Cell-type specific features of serotonergic neurons in the raphe nuclei

The focus of the proposal was on identifying the cell-type specific features of serotonergic neurons in the brainstem raphé nuclei (RN) using channelrhodopsin (ChR2)-mediated photostimulations (PS) of 5-HT neurons in behaving rats. 8 months after the start of the Intra-European (IEF) Fellowship I decided to switch to another postdoctoral fellowship, therefore the results of the final report will be similar to those in the midterm report.

After the initial success with viral delivery of channelrhodopsin (ChR2) to the raphe nucleus 5-HT neurons in rats using a serotonergic cell specific promoter (Pet1) we realised, that the expression levels are not high enough to induce action potentials with photostimulation in a reliable way. We performed extensive extracellular unit recordings in rats previously infected with ChR2 and the number of cells responding to photostimulation was very low (2 neurons out of 109, 1.8 %). We then quantified the intensity of light needed for action potential generation in brain slices in vitro and found that the overall thresholds for action potential generation are high and variable (mean=43.77±37.98 range: 2.7-97.0 mW / mm2, n=20 neurons). Our explanation for the observed results is that the ChR2 expression driven by the Pet1 promoter is not strong enough to lead to reliable action potential generation following low intensity photostimulation in 5-HT neurons.

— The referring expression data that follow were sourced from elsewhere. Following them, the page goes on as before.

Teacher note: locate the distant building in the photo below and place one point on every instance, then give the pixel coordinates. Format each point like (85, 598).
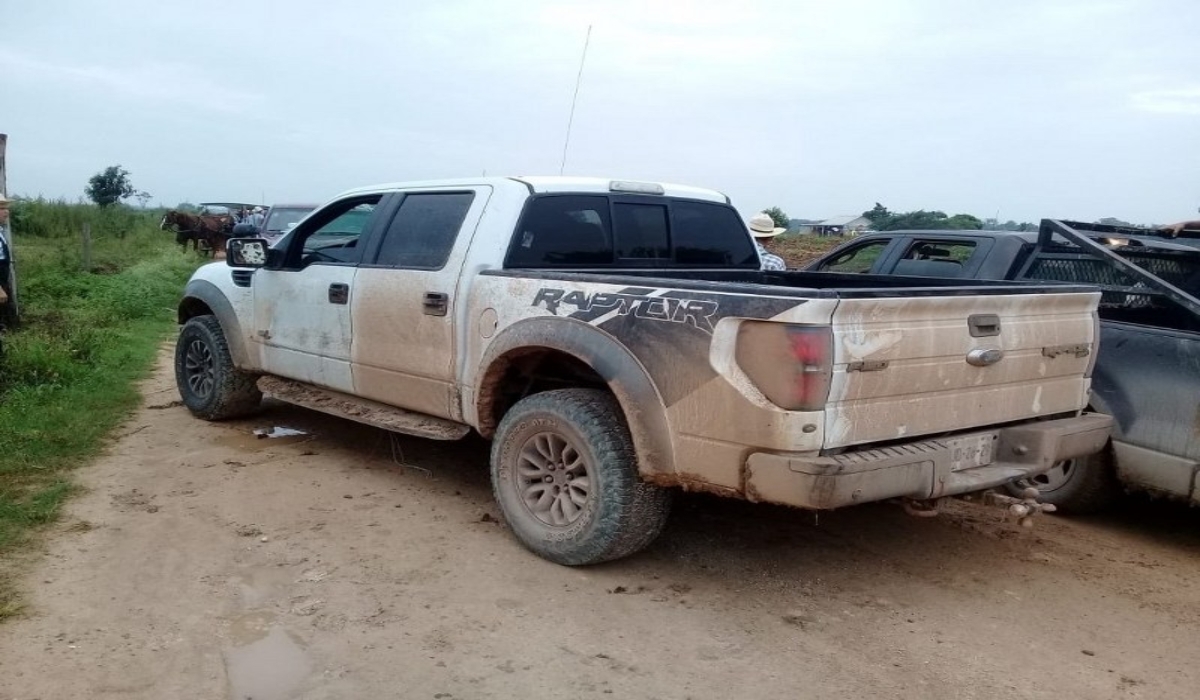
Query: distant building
(851, 225)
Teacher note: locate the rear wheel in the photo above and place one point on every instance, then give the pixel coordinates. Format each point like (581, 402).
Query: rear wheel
(1079, 485)
(209, 383)
(565, 477)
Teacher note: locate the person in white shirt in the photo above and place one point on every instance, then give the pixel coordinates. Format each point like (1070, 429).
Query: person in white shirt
(763, 227)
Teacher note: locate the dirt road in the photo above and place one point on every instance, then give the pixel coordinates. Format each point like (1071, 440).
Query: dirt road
(204, 562)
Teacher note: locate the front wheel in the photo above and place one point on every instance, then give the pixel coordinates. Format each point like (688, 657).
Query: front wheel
(1079, 485)
(565, 477)
(209, 383)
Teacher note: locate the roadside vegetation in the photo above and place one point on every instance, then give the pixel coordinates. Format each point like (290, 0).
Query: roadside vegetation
(801, 249)
(88, 334)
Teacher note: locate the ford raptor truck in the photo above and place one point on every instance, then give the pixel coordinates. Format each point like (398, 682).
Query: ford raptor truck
(616, 341)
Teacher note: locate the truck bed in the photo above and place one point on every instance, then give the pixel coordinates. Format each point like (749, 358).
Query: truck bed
(801, 283)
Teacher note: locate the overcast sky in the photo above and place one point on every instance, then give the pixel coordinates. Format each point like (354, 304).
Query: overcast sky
(1067, 108)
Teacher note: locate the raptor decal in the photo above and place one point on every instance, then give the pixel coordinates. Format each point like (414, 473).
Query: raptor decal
(637, 303)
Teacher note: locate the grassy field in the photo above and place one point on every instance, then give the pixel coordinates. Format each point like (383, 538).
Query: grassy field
(69, 372)
(799, 250)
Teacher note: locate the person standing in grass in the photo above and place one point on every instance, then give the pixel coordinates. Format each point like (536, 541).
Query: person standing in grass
(763, 228)
(7, 279)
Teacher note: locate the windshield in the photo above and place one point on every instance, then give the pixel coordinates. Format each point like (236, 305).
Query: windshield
(283, 219)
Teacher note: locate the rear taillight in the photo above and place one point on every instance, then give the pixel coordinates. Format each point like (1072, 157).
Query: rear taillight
(790, 364)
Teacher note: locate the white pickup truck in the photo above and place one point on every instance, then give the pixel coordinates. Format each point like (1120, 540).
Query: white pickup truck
(617, 339)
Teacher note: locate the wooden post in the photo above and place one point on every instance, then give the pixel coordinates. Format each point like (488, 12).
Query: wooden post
(87, 247)
(4, 169)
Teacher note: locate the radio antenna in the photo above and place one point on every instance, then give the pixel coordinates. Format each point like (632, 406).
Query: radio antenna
(575, 99)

To overcome these limitations we genetically targeted raphe nucleus 5-HT neurons by stereotaxically injecting a Cre-recombinase-dependent adeno-associated virus (rAAV)2.1 into knockin mice that selectively expressed Cre in serotonin transporter-expressing neurons. Our results show that the expression is more robust in SERT-CRE mice compared to rats. The efficiency of the PS was verified using electrophysiological recordings. Recordings were performed in acute slices, where pulses of light were able to elicit spiking in ChR2-YFP positive cells and intensity of light required for action potential generation in raphe slices in vitro is more than an order of magnitude lower than in rats and very consistent throughout multiple cells from different mice (mean=2.3±1.4 range: 1.1-6.0 mW / mm2, n=17 neurons). In anesthetised mice we were able to induce action potentials with short light pulses in mice previously infected with DIO-ChR2 in about 30 % (13 out of 40 neurons, 32 %) of the cells recorded, consistent with the percentage of 5-HT neurons in the raphe nucleus. Thus, it is possible to identify ChR2 expressing 5-HT neurons during extracellular recordings in vivo by their positive responses to brief pulses of light.

Behavioural effects of 5-HT PS:

SERT-Cre mice previously infected with ChR2 in DRN 5-HT neurons were implanted with a fibreoptic cannula for PS and electroencephalography (EEG) electrodes. 5-HT PS changed the behavioural state of 3/3 animals tested in the following way: when the animals were in slow-wave sleep (SWS, evident from the EEG) a short PS (5-15 s train of 10 ms long light pulses of 5mW power at 30 Hz) was sufficient to awaken the animals. This was evident at both behavioural and electrographic levels: animals started walking in the cage while the EEG slow waves (characteristic of SWS) were substituted by faster and lower amplitude waves characteristic of wakefulness.